Su más fiel servidor no aguantó y abandonó la alcoba. No soportó ver ese rostro carcomido por la enfermedad, esas rodillas puntiagudas y esas manos demacradas. Era imposible que alguien viera al General y no llorara. El recuerdo de un General romántico y conquistador de mujeres, excelente bailador del “vals pasillo” y con las vestimentas más elegantes de toda la Nueva Granada se iba esfumando sin dejar los vestigios de lo que fue. Días después, se desmintieron los rumores de que al General le interesaba el dinero. Donó sus haciendas de la Nueva Granada antes de partir, repartió todos los caballos a sus mejores amigos y le dejó una pensión de por vida a su más fiel servidor.
En aquel estado de postración del General, el médico de cabecera no le daba remedios caseros porque los vomitaba segundos después. El enfermo decía que no experimentaba dolor físico, pero se quejaba hasta el amanecer. No existía una cura que lo salvara del sufrimiento que aguantó por más de dos años. El médico de cabecera se asustó porque era casi imposible detectar su pulso, pero el catarro pulmonar hacía mover el cuerpo por pocos segundos. El rostro del General aparentaba tanta serenidad que estaba dispuesto a ceder si no fuera por la costumbre de recordar.
—Casandro intentó asesinarme hace dos años —dijo el General.
—Dicen que fue porque usted eliminó su cargo de vicepresidente —dijo el médico de cabecera.

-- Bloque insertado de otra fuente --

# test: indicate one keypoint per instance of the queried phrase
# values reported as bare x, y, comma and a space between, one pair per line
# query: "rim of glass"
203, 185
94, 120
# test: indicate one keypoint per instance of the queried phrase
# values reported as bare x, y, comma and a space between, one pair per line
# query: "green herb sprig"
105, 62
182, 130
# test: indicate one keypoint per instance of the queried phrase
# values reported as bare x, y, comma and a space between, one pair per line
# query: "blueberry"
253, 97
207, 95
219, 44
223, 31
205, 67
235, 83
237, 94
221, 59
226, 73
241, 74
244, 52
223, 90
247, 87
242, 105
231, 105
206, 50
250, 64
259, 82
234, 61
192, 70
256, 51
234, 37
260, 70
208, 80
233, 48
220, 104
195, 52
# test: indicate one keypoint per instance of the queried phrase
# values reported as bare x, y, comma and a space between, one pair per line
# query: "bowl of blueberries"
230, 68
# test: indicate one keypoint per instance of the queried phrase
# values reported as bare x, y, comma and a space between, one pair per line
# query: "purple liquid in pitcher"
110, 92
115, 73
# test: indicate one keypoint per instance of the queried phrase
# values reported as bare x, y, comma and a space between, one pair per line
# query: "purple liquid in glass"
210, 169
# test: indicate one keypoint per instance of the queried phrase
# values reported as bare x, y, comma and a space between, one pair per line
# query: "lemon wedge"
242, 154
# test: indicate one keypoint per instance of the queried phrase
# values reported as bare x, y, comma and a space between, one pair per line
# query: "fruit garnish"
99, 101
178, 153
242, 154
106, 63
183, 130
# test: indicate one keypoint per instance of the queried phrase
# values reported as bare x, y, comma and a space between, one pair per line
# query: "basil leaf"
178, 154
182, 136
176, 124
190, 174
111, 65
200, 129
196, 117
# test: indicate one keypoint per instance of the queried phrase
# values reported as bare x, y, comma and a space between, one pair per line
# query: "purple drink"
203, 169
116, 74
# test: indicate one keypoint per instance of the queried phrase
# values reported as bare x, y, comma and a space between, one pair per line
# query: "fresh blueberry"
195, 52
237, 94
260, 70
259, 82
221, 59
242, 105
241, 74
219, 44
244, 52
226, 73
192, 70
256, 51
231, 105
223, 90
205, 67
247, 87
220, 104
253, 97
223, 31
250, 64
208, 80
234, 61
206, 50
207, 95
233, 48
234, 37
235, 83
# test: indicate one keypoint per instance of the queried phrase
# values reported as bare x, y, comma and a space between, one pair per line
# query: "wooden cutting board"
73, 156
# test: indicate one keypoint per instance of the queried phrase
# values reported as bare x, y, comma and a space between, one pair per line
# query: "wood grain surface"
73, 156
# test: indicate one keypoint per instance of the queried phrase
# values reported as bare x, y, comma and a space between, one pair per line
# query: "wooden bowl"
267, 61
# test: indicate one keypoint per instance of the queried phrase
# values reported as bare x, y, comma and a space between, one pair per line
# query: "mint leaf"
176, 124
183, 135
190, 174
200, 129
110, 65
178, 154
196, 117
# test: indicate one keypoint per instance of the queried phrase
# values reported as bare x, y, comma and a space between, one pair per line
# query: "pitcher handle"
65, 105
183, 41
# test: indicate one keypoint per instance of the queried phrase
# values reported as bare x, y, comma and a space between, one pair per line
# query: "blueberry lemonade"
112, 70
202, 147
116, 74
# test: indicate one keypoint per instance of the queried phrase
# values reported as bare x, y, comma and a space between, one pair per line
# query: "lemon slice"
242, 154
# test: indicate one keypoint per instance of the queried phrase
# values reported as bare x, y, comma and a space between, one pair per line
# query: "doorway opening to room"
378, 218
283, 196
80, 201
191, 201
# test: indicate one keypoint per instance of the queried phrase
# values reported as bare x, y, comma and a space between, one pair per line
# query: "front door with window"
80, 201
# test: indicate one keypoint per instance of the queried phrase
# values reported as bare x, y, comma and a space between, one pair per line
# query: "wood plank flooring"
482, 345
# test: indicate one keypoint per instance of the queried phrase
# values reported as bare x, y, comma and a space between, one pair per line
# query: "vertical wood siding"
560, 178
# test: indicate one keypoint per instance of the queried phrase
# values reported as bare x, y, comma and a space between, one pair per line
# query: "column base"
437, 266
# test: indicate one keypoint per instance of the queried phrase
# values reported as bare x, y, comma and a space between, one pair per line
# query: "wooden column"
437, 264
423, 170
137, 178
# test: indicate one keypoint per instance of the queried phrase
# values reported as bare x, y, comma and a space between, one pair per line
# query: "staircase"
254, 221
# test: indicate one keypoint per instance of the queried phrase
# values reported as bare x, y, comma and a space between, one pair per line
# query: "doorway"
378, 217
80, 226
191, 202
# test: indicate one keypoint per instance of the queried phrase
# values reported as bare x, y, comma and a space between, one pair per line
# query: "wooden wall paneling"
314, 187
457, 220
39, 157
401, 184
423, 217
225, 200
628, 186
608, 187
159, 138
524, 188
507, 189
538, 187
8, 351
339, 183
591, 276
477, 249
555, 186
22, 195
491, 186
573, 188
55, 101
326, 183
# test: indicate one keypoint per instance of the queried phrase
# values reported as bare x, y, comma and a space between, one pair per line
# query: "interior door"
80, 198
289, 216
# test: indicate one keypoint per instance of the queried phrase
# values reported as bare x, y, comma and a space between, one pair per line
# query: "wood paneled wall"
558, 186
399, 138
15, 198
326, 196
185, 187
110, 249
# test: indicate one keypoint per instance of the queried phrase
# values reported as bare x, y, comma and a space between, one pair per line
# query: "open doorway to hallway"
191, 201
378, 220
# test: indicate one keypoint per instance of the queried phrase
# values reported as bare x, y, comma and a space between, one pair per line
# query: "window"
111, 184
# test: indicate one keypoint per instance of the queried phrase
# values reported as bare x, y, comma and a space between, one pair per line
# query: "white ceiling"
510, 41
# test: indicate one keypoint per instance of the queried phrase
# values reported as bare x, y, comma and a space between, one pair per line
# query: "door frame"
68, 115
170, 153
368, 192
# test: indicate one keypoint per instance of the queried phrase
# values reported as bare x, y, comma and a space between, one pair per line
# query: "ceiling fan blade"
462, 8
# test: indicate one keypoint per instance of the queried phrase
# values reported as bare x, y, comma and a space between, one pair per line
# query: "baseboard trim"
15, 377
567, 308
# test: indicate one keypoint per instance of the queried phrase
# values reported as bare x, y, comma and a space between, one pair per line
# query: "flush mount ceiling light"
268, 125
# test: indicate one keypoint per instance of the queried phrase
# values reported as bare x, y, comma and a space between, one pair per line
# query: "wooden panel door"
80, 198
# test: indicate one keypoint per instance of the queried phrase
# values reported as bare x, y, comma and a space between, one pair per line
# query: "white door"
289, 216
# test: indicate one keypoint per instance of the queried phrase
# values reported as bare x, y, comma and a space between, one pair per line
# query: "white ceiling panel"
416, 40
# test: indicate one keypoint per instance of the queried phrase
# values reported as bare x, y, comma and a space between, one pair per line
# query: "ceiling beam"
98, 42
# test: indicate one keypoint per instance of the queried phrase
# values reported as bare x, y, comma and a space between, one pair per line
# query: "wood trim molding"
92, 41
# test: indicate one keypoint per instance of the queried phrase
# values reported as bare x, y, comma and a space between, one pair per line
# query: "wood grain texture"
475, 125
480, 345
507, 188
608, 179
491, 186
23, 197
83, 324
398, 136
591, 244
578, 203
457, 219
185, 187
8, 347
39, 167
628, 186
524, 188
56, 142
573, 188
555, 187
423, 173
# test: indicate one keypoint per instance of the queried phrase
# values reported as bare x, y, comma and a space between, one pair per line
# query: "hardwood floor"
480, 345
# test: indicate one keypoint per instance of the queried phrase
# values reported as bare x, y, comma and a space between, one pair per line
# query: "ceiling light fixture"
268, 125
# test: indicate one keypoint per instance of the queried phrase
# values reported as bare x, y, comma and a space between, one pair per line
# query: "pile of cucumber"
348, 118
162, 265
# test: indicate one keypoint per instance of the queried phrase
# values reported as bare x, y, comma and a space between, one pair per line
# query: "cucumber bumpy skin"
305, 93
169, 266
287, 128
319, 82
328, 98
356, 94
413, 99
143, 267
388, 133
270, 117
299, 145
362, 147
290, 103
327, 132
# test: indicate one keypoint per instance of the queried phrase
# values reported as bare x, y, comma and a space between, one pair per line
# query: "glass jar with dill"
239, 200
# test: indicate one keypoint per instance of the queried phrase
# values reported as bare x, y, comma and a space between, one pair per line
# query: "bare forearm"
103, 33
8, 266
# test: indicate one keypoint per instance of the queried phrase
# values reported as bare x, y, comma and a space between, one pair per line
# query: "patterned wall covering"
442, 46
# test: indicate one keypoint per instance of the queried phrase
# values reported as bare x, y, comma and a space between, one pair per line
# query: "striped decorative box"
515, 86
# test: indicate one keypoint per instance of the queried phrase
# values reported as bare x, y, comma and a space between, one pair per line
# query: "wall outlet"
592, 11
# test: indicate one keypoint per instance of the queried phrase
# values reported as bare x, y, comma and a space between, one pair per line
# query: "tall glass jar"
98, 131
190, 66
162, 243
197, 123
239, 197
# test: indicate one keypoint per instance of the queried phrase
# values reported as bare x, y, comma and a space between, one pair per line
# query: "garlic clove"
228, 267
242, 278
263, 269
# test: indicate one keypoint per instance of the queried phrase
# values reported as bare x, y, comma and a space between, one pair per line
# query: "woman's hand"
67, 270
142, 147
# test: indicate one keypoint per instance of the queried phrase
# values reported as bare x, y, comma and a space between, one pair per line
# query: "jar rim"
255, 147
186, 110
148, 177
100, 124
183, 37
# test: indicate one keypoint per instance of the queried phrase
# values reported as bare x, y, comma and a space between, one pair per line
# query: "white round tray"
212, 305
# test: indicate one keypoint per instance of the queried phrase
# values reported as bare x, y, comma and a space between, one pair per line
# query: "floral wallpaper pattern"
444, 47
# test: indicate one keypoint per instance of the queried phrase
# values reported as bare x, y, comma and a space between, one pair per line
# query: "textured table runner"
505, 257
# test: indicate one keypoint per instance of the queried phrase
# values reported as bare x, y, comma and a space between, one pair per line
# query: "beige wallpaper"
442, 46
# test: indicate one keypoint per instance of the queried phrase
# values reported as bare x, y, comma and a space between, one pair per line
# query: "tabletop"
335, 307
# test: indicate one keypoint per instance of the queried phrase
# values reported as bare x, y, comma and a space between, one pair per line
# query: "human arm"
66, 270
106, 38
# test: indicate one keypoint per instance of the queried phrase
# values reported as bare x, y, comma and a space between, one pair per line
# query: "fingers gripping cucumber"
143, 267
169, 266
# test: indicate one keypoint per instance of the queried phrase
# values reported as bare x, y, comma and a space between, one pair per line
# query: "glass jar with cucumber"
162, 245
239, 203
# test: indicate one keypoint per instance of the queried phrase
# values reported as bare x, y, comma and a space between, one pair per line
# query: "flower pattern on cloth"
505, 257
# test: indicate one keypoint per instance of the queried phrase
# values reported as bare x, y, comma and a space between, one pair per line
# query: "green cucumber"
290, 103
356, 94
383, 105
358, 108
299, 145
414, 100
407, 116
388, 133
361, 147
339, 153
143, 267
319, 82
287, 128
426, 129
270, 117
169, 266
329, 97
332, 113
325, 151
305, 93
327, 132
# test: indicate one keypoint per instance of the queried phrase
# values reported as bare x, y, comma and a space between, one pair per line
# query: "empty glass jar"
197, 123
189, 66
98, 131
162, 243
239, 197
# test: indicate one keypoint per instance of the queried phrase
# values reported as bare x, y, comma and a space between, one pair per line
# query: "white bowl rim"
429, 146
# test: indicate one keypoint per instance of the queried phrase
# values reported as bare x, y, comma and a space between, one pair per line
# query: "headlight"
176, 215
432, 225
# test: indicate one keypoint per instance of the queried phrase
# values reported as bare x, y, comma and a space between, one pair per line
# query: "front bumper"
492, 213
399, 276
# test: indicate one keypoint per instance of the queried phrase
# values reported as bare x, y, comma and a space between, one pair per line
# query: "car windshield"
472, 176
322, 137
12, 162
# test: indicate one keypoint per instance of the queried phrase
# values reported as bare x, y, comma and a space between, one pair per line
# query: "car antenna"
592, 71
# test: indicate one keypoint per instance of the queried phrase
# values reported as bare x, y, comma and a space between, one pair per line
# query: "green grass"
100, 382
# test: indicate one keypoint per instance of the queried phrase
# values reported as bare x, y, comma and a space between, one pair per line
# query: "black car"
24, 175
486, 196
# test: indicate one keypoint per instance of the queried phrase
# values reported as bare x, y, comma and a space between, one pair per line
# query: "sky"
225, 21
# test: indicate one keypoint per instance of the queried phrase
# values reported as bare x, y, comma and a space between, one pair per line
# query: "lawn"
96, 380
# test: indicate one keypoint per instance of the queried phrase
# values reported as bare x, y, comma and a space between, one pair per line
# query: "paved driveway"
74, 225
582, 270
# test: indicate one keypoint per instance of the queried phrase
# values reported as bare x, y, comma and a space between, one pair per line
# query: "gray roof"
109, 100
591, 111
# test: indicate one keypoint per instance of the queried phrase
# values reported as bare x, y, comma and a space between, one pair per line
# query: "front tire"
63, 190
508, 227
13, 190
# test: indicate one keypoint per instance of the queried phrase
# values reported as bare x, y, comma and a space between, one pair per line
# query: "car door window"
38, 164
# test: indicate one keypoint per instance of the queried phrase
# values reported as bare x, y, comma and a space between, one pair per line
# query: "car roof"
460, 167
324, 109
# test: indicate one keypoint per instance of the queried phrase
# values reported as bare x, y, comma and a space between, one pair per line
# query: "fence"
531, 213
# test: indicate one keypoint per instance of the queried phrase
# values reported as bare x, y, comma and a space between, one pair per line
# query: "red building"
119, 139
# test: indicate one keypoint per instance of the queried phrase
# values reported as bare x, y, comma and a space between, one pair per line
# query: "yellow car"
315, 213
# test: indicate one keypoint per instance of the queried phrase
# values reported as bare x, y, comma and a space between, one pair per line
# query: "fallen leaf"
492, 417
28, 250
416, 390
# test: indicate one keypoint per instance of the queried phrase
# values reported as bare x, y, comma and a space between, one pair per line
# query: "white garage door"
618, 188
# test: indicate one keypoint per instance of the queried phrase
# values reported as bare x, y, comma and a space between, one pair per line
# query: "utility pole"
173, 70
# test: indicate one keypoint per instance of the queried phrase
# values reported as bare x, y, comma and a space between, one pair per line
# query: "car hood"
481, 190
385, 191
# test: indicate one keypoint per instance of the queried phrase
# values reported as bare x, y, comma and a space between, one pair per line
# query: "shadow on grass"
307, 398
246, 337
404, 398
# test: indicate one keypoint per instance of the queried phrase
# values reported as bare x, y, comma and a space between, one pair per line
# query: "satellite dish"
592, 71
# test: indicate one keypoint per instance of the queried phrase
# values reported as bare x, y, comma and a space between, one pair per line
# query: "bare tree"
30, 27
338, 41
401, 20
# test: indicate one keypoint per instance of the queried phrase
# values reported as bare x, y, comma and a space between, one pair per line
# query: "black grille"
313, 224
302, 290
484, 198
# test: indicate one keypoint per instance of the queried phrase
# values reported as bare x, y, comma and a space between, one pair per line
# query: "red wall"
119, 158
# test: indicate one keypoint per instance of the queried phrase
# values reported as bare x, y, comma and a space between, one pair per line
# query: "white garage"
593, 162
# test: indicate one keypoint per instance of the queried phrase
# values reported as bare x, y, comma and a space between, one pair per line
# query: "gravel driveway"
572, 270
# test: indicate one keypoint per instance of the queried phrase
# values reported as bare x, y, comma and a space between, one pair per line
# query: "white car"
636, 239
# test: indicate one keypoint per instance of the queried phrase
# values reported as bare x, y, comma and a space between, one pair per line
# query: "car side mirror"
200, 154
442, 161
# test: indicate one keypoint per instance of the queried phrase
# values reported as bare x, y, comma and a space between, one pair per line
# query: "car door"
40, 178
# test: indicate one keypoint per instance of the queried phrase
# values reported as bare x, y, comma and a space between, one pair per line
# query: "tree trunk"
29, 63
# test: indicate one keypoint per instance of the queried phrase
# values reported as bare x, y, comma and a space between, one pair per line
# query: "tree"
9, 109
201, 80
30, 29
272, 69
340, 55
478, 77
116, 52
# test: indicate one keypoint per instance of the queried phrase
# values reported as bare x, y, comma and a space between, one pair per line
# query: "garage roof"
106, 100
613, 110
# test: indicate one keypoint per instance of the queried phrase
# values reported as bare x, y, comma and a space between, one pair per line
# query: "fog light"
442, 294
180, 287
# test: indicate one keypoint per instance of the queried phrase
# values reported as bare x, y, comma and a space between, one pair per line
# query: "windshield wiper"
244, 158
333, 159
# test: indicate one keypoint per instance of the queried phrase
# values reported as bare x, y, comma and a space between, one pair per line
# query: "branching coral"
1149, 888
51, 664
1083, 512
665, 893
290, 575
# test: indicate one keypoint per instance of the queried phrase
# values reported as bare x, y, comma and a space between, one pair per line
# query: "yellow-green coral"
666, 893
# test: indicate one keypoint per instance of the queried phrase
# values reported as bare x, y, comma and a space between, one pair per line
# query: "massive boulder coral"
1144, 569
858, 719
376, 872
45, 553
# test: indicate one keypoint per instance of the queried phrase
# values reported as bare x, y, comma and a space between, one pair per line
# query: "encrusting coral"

—Yo le salvé la vida —dijo el General. Cambié su pena de muerte por el destierro. El 25 de septiembre estaba en mi casa de Bogotá con mi amada Manuelita. Los perros ladraron a las doce de la noche y Manuelita se asomó al balcón para ver qué sucedía. Ella vio a unos hombres armados en el patio y me sacó de la bañera. Yo los quise enfrentar, así que agarré mi pistola y mi espada, y los esperé detrás de la puerta de la alcoba principal. Manuelita me detuvo porque eran más de diez hombres y me dijo que me escapara por la ventana que daba hacia el patio. Me puse los primeros pantalones que encontré, tomé una camisa arrugada y me calcé a la fuerza los zapatos dobles de Manuelita. Abrí la ventana y justo cuando iba a saltar…
El General vio ante sus ojos el desamparo que le esperaba, escuchó por última vez a los esclavos cosechando el maíz y olió el ají que aún permanecía en la cuchara. Las campanas de la iglesia de Santa Marta retumbaron al medio día del 17 de diciembre de 1830 y vio por la ventana las nubes que se alejaban hacia el sur. Su pecho se ensanchó para dar el último suspiro, extendió sus brazos como si abrazara la supresión de su agonía y su cuerpo se desplomó para siempre en las tinieblas de una batalla profetizada sin dar el último paseo matutino en la hacienda. Años después, las cenizas del hombre que dio libertad a cinco Repúblicas aún reposaban en Santa Marta y anhelaban pisar el suelo natal de Caracas. El General nunca olvidó la última vez que vio a Manuela Sáenz en la plaza principal de Bogotá, que amaneció con pinturas y versos satíricos en su contra en mayo de 1830.